Truncation of floats in server.log()?

I know that floating point isn’t exact. If you didn’t know that, you need to read http://floating-point-gui.de/

I’m trying an example from https://randomascii.wordpress.com/2012/02/25/comparing-floating-point-numbers-2012-edition/

local f = 0.1;
local sum = 0.0;

for (local i = 0; i < 10; ++i) {
    sum += f;
}
server.log("sum = " + sum + "\n");
local product = f * 10.0;
server.log("product = " + product + "\n");

if (sum == product) {
    server.log("Equal\n");
}
else {
    server.log("Not equal\n");
}

And it’s logging the following:

2017-08-15 13:54:05 +01:00	[Agent]	sum = 1
2017-08-15 13:54:05 +01:00	[Agent]	product = 1
2017-08-15 13:54:05 +01:00	[Agent]	Not equal

I don’t have a problem with the “Not equal”. My question is this:

What are the semantics for printing floating point numbers with server.log()?

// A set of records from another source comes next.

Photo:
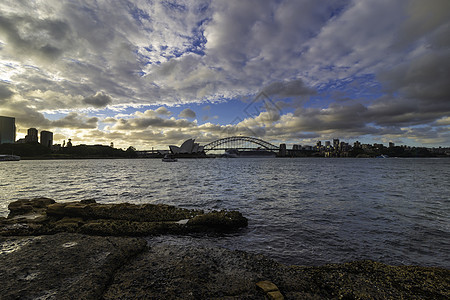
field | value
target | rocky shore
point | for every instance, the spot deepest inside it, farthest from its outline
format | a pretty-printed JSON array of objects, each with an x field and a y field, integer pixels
[{"x": 84, "y": 250}]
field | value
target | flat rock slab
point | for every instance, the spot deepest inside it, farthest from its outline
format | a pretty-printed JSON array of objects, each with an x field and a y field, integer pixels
[
  {"x": 40, "y": 216},
  {"x": 170, "y": 271},
  {"x": 62, "y": 266}
]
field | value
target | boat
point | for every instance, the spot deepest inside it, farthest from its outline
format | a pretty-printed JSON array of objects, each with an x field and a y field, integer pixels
[
  {"x": 169, "y": 158},
  {"x": 9, "y": 157}
]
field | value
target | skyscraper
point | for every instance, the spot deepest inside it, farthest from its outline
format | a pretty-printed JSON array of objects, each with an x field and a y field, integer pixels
[
  {"x": 46, "y": 138},
  {"x": 31, "y": 137},
  {"x": 7, "y": 130}
]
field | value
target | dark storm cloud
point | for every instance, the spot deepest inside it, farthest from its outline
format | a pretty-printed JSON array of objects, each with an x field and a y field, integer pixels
[
  {"x": 150, "y": 122},
  {"x": 187, "y": 113},
  {"x": 74, "y": 120},
  {"x": 28, "y": 35},
  {"x": 98, "y": 100},
  {"x": 292, "y": 88},
  {"x": 5, "y": 92}
]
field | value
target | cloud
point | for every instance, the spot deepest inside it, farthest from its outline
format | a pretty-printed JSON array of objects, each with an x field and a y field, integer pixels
[
  {"x": 163, "y": 111},
  {"x": 328, "y": 68},
  {"x": 187, "y": 113},
  {"x": 98, "y": 100},
  {"x": 5, "y": 92},
  {"x": 292, "y": 88}
]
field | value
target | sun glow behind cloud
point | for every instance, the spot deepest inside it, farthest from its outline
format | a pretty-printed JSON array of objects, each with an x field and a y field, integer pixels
[{"x": 141, "y": 72}]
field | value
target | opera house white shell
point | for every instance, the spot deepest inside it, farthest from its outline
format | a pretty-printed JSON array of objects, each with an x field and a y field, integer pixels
[{"x": 188, "y": 147}]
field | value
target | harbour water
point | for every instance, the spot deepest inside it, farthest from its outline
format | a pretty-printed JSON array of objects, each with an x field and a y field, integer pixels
[{"x": 304, "y": 211}]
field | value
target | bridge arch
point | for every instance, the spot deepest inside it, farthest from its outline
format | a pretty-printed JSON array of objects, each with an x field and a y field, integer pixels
[{"x": 240, "y": 143}]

It displays both floating point numbers as 1. If I try similar squirrel code locally (with print instead of server.log), and I throw an exception, I get:

LOCALS
[product] 1
[sum] 1.0000001192093
[f] 0.10000000149012

So I know that the precision’s in there. Where did it go?

When a float is coerced to a string (e.g. as operand to “+” when the other operand is a string, or as lone parameter to string functions such as server.log), then the implicit “printf-style” format used is “%f”, which as in C has a precision of 6. Any float that’s equal to 1.00000 to 6 significant figures, coerces to the string “1”. If you want to use the full power of printf (e.g. to add extra precision), you can take control of the conversion by using format(), rather than relying on coercion.

Note that on the device, floats are IEEE754 single precision, so may have fewer significant digits than you hope.